The market is closing out November with all the intensity of a flickering candle in a well-lit room, an almost comical contrast to the drama that tried—unsuccessfully—to hijack the month. It’s only fitting that we coast into the finish on what is universally considered the most forgettable trading day of the year, a day when even the screens seem to yawn. And with CME’s derivatives plumbing briefly going dark? Well, if the market were ever going to have a systems outage, this was the moment. The Street is thinly staffed, the U.S. is still digesting turkey, and most institutional desks are already running on half-power secondary feeds. A rare case where a glitch becomes a feature, ensuring no one can put on a hero trade they’ll regret by Monday.

This soft yawn into the weekend caps a month that spent its early weeks trying to convince traders that the AI supercycle had finally run out of narrative rope. The whisper campaign about an AI bubble felt almost gleeful—every dip framed as the first crack in the silicon cathedral. But as the fear crescendoed, the Federal Reserve stepped in with the softest of tones, the kind that turns terminal rates into mush and revives risk like water on dry earth. Suddenly, cut expectations went vertical. A probability that sat at 39% just a week ago has vaulted to 85%, all because a few policymakers reminded us they still remember where they put the easing toolkit.

The repricing was textbook: the dollar caught the downdraft, logging its worst week in four months, while equities floated higher—not euphoric, not giddy, but relieved. It’s the kind of late-November drift that happens when the macro tide quietly shifts, and there’s no one at the helm willing to contradict it. Markets want to believe in the December cut. They want the Fed’s language to mean what they think it means. But the whole setup has the delicacy of an options vol surface on a holiday afternoon: one hawkish speech next week and we’re right back to questioning everything. Today, though, none of that matters. There is barely enough liquidity to price conviction, let alone express it.

The FX market is ending the week in classic Thanksgiving mode: tight ranges, thin liquidity, and very little appetite to force anything ahead of proper U.S. flow returning on Monday.
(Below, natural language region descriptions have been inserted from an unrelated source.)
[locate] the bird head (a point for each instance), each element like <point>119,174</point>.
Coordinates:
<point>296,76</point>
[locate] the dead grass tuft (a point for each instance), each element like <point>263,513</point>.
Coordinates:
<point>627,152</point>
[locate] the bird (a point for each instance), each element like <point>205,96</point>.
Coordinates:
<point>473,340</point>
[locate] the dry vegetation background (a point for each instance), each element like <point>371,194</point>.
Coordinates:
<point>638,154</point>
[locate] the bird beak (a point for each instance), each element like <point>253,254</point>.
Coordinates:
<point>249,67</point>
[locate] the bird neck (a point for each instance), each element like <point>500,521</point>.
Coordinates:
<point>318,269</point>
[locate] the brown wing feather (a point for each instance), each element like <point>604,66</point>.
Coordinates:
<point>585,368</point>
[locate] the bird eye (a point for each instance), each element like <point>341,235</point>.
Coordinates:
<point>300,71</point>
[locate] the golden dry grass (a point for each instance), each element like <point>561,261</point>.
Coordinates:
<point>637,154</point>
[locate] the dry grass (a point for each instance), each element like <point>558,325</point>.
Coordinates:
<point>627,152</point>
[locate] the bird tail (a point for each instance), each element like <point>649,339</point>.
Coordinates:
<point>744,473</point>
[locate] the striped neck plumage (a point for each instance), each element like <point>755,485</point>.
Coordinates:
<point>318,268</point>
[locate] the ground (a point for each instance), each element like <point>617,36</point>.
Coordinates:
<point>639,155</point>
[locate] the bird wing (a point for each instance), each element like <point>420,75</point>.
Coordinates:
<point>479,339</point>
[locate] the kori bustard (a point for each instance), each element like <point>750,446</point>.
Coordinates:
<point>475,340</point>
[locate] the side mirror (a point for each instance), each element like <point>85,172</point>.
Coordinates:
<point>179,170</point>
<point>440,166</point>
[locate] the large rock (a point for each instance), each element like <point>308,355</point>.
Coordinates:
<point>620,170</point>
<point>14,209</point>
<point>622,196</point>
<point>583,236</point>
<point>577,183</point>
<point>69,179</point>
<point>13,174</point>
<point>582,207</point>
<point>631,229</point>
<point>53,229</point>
The dollar is essentially drifting, still carrying a mild overvaluation premium on short-term models, and the bias into next week remains for DXY to ease back toward the 99.00 area as it converges with front-end rate pricing.

The one development with enough weight to tilt the FX market beyond the rate curve is the slow build-up in expectations around Russia–Ukraine negotiations. Putin’s latest remarks—that the Geneva draft could serve as a foundation for a deal—and confirmation that U.S. envoy Steve Witkoff will travel to Moscow next week have not moved oil markets yet, but traders are paying attention. The FX reaction function here is straightforward: any credible sign of progress would weaken the dollar and support the Euro and European high-beta currencies. This is one of the few catalysts with genuine asymmetry; peace risk takes a geopolitical premium out of USD and shifts momentum back toward European risk.

The euro enters this backdrop with a reasonably constructive setup amid dovish echoes from the Eccles building and the prospect of some peace in Eastern Europe.

My stance on EUR/USD into year-end remains positive, but the near-term driver isn’t European inflation or ECB rhetoric. The euro needs either confirmation of a December Fed cut from a non-dove or a geopolitical catalyst. Given the U.S. data vacuum until next week, any improvement in peace-deal expectations becomes the most immediate upside lever for EUR/USD.

For now, it’s a quiet end to the week, but the setup is clear: the dollar stays vulnerable, Europe stands to benefit from any geopolitical progress, and the first real moves will land once U.S. liquidity comes back online.So we sign off November on a whimper, not a crescendo.

All in all, it's nothingburger of a day, wrapping up a month that flirted with panic, feigned crisis, and then—almost spitefully—resolved back into a soft, dovish glow. Liquidity is a rumour, positioning is frozen, and the most tradable thing on the blotter is the knowledge that nothing of real consequence will happen until the desks fill back up on Monday. And sometimes, after the theatrics of a long month, that kind of quiet is exactly the reset the tape needs.